Using DecisionTree to build a random forest model. Small, 200 items, 664
predictors for each item, input file size under 1 MB
I can build a random forest model with 1000 trees in about 8 seconds -
great.
@time model=build_forest(yvalues[:,1],features,2,1000,0.5)
Then I tried to save that model for subsequent scoring by writing it to a
JLD file.
Writing to an NFS mounted disk took multiple minutes, while writing a 194MB
(!!) file.
If I write that to /dev/shm, it still takes 51 seconds (and still 194MB)
@time save("/dev/shm/foo.jld","model",model)
51.406531 seconds (12.01 M allocations: 465.667 MB, 0.38% gc time)

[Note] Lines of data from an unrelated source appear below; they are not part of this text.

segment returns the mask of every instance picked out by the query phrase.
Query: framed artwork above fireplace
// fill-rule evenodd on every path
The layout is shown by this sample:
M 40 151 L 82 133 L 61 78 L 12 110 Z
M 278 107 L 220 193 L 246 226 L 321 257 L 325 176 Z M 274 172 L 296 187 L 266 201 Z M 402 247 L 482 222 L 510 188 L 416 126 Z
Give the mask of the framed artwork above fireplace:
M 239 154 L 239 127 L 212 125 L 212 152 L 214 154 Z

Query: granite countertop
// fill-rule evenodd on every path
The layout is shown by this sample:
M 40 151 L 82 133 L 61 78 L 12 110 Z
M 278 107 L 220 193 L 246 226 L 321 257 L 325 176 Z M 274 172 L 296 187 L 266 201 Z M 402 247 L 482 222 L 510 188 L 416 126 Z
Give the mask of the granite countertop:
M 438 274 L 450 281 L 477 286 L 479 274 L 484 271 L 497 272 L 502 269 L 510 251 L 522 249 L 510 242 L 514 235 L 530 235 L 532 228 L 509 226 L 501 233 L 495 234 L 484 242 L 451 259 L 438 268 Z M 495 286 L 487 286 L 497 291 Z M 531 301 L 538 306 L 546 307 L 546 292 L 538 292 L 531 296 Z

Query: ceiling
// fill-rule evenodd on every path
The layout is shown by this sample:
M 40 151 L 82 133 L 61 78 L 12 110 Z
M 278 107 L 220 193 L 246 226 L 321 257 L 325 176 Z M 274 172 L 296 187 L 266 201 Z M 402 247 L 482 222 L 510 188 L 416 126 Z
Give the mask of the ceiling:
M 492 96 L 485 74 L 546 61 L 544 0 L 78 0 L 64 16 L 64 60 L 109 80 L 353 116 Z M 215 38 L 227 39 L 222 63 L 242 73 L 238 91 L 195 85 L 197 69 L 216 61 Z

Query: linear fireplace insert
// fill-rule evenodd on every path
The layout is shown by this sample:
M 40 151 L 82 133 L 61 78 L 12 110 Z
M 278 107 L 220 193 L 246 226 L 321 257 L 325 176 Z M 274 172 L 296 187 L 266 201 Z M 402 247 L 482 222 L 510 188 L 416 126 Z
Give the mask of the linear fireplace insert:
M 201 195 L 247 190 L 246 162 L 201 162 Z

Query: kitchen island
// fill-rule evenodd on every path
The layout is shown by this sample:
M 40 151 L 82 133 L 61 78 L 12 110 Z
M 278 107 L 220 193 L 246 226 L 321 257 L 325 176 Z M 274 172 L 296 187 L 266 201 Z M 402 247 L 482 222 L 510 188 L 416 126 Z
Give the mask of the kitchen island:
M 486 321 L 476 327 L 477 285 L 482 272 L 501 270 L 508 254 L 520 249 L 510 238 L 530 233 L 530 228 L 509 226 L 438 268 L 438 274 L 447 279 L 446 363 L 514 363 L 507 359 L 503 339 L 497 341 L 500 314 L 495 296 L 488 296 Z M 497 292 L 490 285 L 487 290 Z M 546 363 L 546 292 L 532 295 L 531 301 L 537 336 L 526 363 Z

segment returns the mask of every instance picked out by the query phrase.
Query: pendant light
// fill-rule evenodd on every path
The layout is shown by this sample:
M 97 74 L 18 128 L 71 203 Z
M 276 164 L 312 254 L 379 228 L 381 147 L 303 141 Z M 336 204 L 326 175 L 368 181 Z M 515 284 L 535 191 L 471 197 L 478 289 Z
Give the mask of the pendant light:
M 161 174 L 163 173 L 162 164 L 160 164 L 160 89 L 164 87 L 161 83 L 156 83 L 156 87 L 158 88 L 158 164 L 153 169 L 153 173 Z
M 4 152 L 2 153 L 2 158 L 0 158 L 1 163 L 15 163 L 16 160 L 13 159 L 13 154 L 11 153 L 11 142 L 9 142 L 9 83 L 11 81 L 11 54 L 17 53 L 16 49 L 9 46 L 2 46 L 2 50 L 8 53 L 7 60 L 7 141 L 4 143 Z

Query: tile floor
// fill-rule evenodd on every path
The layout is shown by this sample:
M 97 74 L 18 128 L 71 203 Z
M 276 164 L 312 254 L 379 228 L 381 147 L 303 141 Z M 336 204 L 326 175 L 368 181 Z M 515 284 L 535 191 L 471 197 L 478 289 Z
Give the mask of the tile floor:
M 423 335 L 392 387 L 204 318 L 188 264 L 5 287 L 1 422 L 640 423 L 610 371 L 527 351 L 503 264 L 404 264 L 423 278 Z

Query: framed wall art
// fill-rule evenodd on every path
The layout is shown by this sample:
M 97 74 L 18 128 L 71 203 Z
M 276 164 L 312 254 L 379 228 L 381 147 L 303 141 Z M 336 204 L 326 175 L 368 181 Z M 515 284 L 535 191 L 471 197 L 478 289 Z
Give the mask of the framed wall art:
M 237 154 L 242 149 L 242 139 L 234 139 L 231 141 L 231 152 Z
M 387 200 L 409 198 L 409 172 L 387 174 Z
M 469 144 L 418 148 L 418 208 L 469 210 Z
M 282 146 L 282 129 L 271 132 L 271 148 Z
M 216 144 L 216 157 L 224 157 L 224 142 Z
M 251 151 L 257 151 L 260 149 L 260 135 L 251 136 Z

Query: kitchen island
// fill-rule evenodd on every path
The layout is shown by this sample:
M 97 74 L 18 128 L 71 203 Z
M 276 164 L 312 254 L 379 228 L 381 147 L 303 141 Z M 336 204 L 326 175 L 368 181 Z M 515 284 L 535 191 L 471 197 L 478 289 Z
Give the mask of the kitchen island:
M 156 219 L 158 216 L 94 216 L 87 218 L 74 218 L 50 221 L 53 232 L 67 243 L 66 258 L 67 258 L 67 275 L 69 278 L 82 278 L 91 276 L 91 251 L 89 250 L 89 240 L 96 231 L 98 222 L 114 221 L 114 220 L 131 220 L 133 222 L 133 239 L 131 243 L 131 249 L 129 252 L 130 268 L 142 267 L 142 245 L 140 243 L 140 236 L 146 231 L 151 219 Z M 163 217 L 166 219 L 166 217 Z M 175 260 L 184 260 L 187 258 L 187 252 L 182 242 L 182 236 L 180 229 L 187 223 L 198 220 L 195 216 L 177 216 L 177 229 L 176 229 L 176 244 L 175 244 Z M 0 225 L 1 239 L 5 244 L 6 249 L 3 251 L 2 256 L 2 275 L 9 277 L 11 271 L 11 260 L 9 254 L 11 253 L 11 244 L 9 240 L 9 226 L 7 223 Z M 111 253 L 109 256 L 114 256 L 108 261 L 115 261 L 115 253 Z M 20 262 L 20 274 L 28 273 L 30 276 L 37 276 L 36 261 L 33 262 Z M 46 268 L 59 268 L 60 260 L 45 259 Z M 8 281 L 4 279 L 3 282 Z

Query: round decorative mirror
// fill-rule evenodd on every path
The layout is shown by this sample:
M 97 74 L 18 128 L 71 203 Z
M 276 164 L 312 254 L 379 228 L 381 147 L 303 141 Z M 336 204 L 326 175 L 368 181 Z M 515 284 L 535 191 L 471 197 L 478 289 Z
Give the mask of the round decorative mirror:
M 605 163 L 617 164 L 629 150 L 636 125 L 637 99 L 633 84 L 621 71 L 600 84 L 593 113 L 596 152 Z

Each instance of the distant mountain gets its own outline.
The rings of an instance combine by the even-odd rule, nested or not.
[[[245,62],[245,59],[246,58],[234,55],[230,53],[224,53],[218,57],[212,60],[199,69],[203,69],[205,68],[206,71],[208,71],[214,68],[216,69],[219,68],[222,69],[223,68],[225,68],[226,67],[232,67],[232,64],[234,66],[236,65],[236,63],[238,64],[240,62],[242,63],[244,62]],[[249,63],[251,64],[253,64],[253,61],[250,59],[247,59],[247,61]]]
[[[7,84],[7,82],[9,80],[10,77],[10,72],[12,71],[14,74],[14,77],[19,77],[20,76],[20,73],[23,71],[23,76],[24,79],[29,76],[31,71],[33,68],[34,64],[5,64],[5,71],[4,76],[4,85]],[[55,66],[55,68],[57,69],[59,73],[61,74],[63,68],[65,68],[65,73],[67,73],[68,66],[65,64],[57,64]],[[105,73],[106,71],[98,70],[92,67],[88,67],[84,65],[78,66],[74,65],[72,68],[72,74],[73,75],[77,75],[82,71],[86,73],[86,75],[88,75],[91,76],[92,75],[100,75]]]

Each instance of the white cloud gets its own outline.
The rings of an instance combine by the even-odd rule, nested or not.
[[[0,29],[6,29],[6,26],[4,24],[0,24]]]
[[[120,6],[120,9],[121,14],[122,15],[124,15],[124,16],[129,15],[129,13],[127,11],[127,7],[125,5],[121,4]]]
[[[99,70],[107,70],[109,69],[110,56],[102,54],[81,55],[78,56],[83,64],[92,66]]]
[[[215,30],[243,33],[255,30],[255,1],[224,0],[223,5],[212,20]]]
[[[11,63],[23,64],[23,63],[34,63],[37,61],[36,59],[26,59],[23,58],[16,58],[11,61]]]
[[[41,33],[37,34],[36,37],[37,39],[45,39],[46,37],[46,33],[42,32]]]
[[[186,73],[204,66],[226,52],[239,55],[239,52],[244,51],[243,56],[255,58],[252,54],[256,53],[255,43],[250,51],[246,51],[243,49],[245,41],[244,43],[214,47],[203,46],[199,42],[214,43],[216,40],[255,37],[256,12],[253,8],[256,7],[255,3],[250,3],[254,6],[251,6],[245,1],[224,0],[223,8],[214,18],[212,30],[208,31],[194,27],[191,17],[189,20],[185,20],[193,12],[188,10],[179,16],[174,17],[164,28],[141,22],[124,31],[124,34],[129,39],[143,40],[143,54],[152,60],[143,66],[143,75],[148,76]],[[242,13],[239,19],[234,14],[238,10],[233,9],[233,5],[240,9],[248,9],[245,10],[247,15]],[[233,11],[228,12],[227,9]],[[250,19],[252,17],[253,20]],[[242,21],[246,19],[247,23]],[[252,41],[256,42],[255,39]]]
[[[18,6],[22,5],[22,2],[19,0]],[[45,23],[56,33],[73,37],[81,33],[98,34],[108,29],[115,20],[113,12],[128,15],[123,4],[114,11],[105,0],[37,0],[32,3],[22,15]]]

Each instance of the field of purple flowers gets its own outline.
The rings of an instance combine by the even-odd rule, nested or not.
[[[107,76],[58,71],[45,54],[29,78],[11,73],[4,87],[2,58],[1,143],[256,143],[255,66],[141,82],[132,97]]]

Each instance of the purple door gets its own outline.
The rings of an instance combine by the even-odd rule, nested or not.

When I do something comparable in R with the same dataset, build the model
and then use save() to save the model and the features, the whole process
takes about 14 seconds, and is 2.8MB on disk. The save() part of the
processing is very fast.
whos() shows
model 6884 KB DecisionTree.Ensemble
so if this is a good estimate of memory, I don't think the problem is with
the DecisionTree object.
Am I doing something wrong, or is JLD doing something horrible?
Saw this. https://github.com/JuliaLang/julia/issues/7893, so perhaps
problems still persist?